Ohio’s current medical cannabis law allows physicians to recommend medical marijuana to patients with the following qualifying conditions: AIDS, amyotrophic lateral sclerosis, Alzheimer’s disease, cachexia, cancer, chronic traumatic encephalopathy, Crohn’s disease, epilepsy or another seizure disorder, fibromyalgia, glaucoma, hepatitis C, Huntington’s disease, inflammatory bowel disease, multiple sclerosis, pain that is either chronic and severe or intractable, Parkinson’s disease, positive status for HIV, post-traumatic stress disorder, sickle cell anemia, Spasticity, spinal cord disease or injury, terminal illness, Tourette syndrome, traumatic brain injury and ulcerative colitis.
Additionally, Huffman’s bill would allow “for medical marijuana to be processed and dispensed in additional forms so that a patient can be treated through a variety of methods,” and would move primary oversight of the medical marijuana control program to the Department of Commerce “in an effort to streamline the process for businesses.”
Ohio Regulation and Access
Ohio’s Medical Marijuana Control Program is currently regulated by both the Board of Pharmacy and the Department of Commerce. It was first put into effect by House Bill 523. Although it went into effect on September 8, 2016, it wasn’t until January 16, 2019, that the state opened licensed dispensaries.
The legislation also “expands opportunities for level I and II cultivators and permits additional retail dispensaries to open, based on patient need and market demand,” and includes “an equity study examining how the state can expand and make improvements to the medical marijuana program.”
As a practicing physician in the state who wrote Ohio’s medical marijuana law in 2016, Huffman said that his hope is that “this business friendly bill will create greater access for patients at a lower cost.”

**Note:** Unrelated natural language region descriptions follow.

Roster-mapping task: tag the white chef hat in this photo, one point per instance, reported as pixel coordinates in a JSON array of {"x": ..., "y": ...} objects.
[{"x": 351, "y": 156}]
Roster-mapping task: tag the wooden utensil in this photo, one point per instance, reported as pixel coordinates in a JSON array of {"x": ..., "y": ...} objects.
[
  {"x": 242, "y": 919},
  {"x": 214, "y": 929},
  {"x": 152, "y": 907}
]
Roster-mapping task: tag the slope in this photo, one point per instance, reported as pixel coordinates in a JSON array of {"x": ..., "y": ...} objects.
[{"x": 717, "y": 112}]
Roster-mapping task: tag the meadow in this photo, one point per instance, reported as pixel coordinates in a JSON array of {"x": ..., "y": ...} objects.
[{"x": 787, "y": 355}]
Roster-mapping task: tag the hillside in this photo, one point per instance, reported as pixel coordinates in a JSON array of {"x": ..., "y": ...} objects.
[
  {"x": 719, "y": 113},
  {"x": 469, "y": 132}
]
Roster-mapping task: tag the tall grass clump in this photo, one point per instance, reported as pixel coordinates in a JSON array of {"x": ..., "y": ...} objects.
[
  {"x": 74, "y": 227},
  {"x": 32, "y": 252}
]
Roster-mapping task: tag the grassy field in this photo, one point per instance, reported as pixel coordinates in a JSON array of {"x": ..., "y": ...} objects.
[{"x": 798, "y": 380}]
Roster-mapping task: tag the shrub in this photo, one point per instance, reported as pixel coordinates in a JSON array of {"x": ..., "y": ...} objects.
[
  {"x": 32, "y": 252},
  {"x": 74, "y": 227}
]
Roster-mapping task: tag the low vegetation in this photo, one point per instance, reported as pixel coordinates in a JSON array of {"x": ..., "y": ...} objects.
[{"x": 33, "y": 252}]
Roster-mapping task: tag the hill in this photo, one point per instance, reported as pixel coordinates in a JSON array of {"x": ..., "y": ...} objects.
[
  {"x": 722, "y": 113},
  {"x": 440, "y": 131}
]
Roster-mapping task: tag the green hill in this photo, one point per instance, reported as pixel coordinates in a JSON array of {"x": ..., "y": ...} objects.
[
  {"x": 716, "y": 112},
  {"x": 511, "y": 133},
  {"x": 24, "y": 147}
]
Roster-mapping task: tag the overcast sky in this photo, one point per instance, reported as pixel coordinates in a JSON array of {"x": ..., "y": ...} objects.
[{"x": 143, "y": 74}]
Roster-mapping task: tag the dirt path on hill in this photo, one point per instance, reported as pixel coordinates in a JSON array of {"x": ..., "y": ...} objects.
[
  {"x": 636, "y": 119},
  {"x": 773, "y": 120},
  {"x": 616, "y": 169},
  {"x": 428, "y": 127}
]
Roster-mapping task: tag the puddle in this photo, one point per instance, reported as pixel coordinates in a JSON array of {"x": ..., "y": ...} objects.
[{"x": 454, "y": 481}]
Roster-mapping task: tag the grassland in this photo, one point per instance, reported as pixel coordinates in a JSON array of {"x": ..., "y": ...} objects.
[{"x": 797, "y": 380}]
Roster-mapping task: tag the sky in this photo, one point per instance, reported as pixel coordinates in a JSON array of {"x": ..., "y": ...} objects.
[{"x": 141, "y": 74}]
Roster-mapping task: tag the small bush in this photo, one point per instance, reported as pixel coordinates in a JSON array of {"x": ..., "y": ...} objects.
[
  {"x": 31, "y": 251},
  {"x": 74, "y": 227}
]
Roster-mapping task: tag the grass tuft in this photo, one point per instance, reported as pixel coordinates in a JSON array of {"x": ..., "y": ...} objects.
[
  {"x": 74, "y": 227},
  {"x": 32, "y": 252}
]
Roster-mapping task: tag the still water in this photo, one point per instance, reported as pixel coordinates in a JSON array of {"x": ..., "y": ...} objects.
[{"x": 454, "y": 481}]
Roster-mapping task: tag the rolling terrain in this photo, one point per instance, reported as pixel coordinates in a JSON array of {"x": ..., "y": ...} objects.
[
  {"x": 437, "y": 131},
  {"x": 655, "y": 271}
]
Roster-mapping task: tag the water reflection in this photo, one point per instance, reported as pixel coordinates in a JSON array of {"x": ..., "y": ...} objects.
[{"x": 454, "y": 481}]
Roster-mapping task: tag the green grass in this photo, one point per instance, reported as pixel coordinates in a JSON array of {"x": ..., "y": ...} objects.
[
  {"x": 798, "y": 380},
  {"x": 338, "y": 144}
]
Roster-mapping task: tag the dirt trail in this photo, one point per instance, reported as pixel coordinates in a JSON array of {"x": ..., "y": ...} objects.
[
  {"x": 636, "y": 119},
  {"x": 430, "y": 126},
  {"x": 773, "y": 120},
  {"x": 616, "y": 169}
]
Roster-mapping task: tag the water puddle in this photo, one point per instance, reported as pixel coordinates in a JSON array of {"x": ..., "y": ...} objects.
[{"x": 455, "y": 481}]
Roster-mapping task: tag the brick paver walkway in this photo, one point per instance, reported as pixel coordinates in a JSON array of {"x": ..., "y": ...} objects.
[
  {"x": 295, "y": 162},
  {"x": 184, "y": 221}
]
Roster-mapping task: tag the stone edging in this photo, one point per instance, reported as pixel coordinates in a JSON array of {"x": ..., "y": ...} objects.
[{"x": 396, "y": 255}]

“As a medical doctor and a State Senator, I am committed to the quality of life of the people I serve,” Huffman said in the press release. “The provisions in this bill are about improving the treatment options for patients.”
Huffman’s reform effort comes at a time when other activists and lawmakers in the Buckeye State have shifted their attention to outright legalization. In September, Ohio regulators signed off on a group’s plans to circulate petitions in order to get a legalization proposal placed before state legislators.
After receiving the green light from the state’s ballot board, the Coalition to Regulate Marijuana Like Alcohol (CRMLA) began its efforts to collect around 133,000 signatures.
If the group succeeds, the proposal will go to the legislature. According to the Cincinnati Enquirer, if “the Legislature doesn’t pass or passes an amended version of the bill, supporters can collect another 132,887 signatures to put the proposal before voters, likely in November 2022.”
Additionally, Republican lawmakers in the Ohio House of Representatives introduced a bill last month that allows adults age 21 and older to buy, possess and cultivate marijuana. The bill, according to Spectrum News, would “impose a 10 percent sales tax on marijuana with the money going to fight drug addiction and illegal drug trafficking,” and “also allow Ohioans who went to prison for pot-related crimes to have their records expunged.”
There have also been significant changes to the state’s medical marijuana law. Last month, the Ohio Board of Pharmacy voted to more than double the number of medical marijuana dispensaries in the state.